O spadku cen złota o 13%, wzroście na rynku obligacji oraz przepowiadanym załamaniu rynku akcji – czyli o tym co się dzieje, gdy dochodzą do głosu mechanizmy rynkowe mimo długoterminowych działań interwencyjnych. 

Stopy procentowe wciąż niskie, pandemia wciąż obecna, ceny akcji zwyżkują. Pozytywne zmiany na dzisiejszym rynku niektórzy porównują do Czwartej Rewolucji Przemysłowej: Potężna kombinacja kapitału, technologii i popytu wywoła rewolucję technologiczną, która w fundamentalny sposób zmieni nasz sposób życia, pracy i relacji z innymi – stwierdził Jen-Hsun Huang, Prezes Nvidia. Według profesora Klausa Schwaba, szefa Światowego Forum Ekonomicznego rewolucja ta przyniesie pozytywne zmiany gospodarcze oraz społeczne.

Ale jak w tym wszystkim powinni się znaleźć inwestorzy?

W przeciwieństwie do poprzedniej dekady, obarczonej wzrostem gospodarczym poniżej średniej oraz niedostatkiem inwestycji rządowych i prywatnych, przewiduje się obecna dekada (po pandemii) będzie zupełnie inna. Widać potencjał wzrostu PKB powyżej średniej w najbliższej dekadzie, w miarę jednoczesnego przyspieszenia inwestycji i innowacji w szeregu sektorów. Tylko czy uda się te tendencje utrzymać?
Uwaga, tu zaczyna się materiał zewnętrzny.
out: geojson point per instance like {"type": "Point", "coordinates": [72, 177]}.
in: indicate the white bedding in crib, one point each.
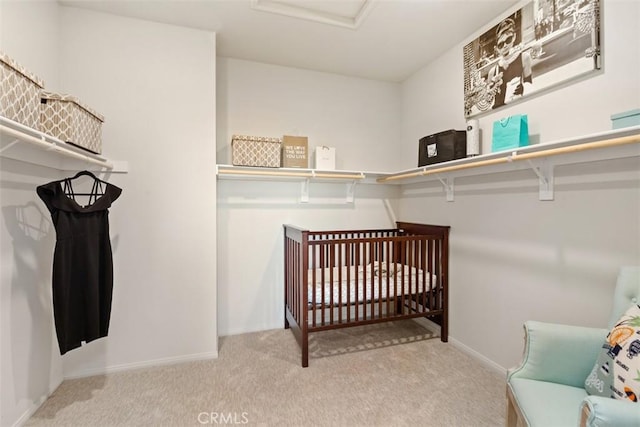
{"type": "Point", "coordinates": [410, 281]}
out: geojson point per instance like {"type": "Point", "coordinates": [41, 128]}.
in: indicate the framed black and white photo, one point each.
{"type": "Point", "coordinates": [543, 44]}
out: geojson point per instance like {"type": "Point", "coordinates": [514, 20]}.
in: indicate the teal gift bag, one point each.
{"type": "Point", "coordinates": [510, 132]}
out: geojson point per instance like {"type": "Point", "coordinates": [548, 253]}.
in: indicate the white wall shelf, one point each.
{"type": "Point", "coordinates": [541, 159]}
{"type": "Point", "coordinates": [304, 176]}
{"type": "Point", "coordinates": [29, 145]}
Przy niskim poziomie stóp procentowych środowisko było mocno przyjazne instrumentom kapitałowym, a nie obligacjom, co widać po wynikach rynku kapitałowego w roku 2020 oraz na początku 2021. Wyniki za styczeń – luty 2021 wyglądają następująco:

US S&P500+ 21.5%
US NASADAQ+ 51.2%
EURO STOXX50– 1.0% 
CHINA/Shanghai+ 16.9%
CHINA/Shenzen+ 36.2%
TURKEY+ 29.6%
S.KOREA+ 36.3%
TAIWAN+ 35.6%
RW/MSCI+ 23.5%
WIG    – 0.4%[i]

Prawda, że napawają optymizmem! Ale spójrzmy na kolejną analogię porównując obecną sytuację na NAZDAQ 2020, z bańką internetową z 2000[ii]. Autor artykułu przekonuje, że sytuacja dziś jest inna, bo spowodowana płynnością narzuconą przez FED. Może powody są inne, ale jakież to podobieństwo jest uderzające! Przypomnijmy, że bańka internetowa roku 2000 zakończyła się 87% spadkiem na NAZDAQ.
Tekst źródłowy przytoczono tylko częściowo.